1. Column Family Support
- RocksDB supports multiple Column Families (CFs) for logical separation of data.
- Each CF has its own WAL, memtable, and SST files.
- Recommendation: Minimize CFs where possible; each CF adds memory and compaction overhead.
2. Handling Large Data Volumes
-
RocksDB is optimized for terabytes of data.
-
Data is organized in an LSM-tree structure:
-
Memtables buffer writes in memory.
-
SSTables store immutable files on disk.
-
Compactions merge SST files to maintain read efficiency.
-
Efficient for workloads with heavy writes and sequential or prefix-based scans.
3. Snapshot and Backup Strategies
-
Snapshot-based backup
-
Lightweight, point-in-time view of DB.
-
Used for replication and catching up follower nodes.
-
Minimal I/O overhead.
-
File-based backup (Checkpoint / BackupEngine)
-
Durable copy of SST and WAL files.
-
Useful for disaster recovery or migration.
-
Recommendation: Use snapshot for replication, file-based backup for full persistence.
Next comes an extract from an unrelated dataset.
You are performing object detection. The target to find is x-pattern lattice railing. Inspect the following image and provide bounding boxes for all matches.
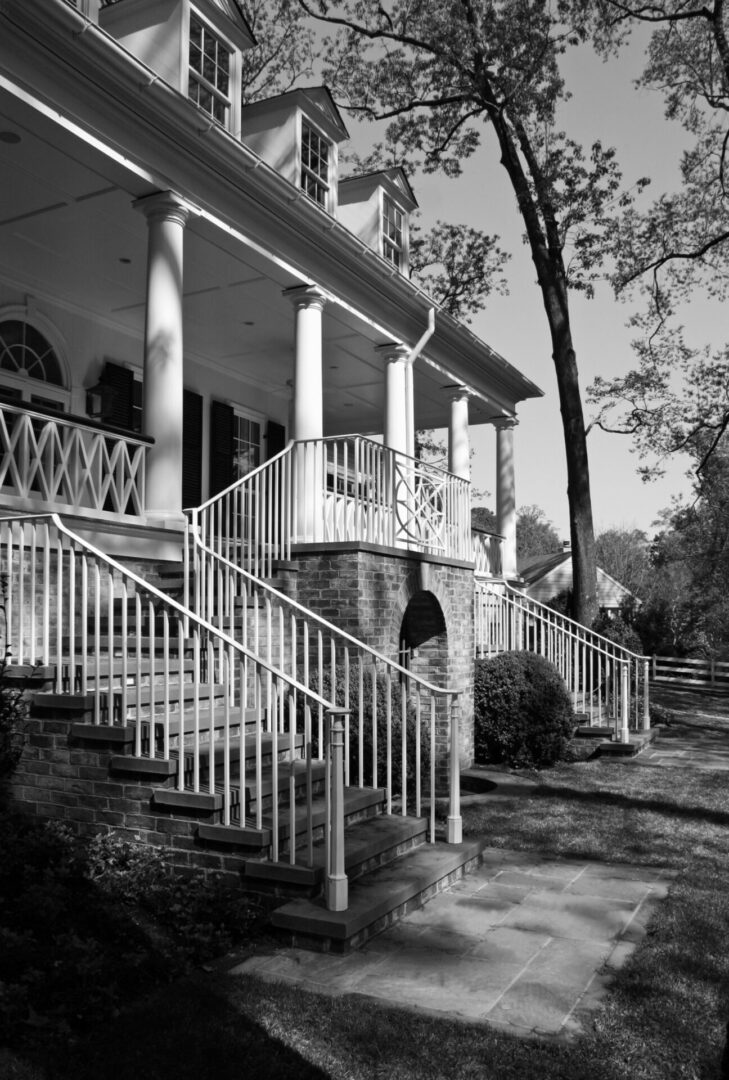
[0,403,146,518]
Minimize CFs to reduce backup complexity.
4. Key and Prefix Design
-
Fixed-length prefix keys improve range scan performance.
-
Design keys so frequently scanned ranges share a common prefix.
-
Example:
-
Prefix: RegionID + EntityType
-
Suffix: Timestamp or unique ID
-
Avoid variable-length prefixes in hot paths, as they reduce prefix indexing efficiency.
5. Typical Performance Metrics (SSD-based)
These numbers are empirical references from medium-to-large deployments, with RocksDB tuned for batch writes and prefix scans:
| Metric | Typical Value (SSD/NVMe) | Notes |
|---|---|---|
| Write throughput (random writes) | 50k–200k ops/sec per DB instance (16–32 MB memtable) | Depends on write batch size |
| Write amplification | 2–5x | With tuned compaction and CF count ~1–2 |
| Read throughput (point lookup) | 100k–500k ops/sec | Using 8–16 GB block cache |
| Read throughput (prefix scan) | 200–800 MB/sec | With fixed prefix keys |
| Compaction I/O | 100–400 MB/sec | Tuned via level0_file_num_compaction_trigger and max_bytes_for_level_base |
| Latency (write) | ~0.5–2 ms | Depends on WAL sync policy |
| Latency (read, cached) | <0.1 ms | Cached in block cache |
| SST file size | 64 MB (default) | Tunable via target_file_size_base |
| Max DB size | ~10–100 TB+ | Depends on hardware and LSM tuning |
Notes on tuning:
- SSD/NVMe storage is essential for predictable write performance.
- Prefix-based fixed keys allow memtable prefix bloom and reduce disk seeks.
- Backup and snapshot strategy affect I/O; prefer incremental snapshots for high-frequency backups.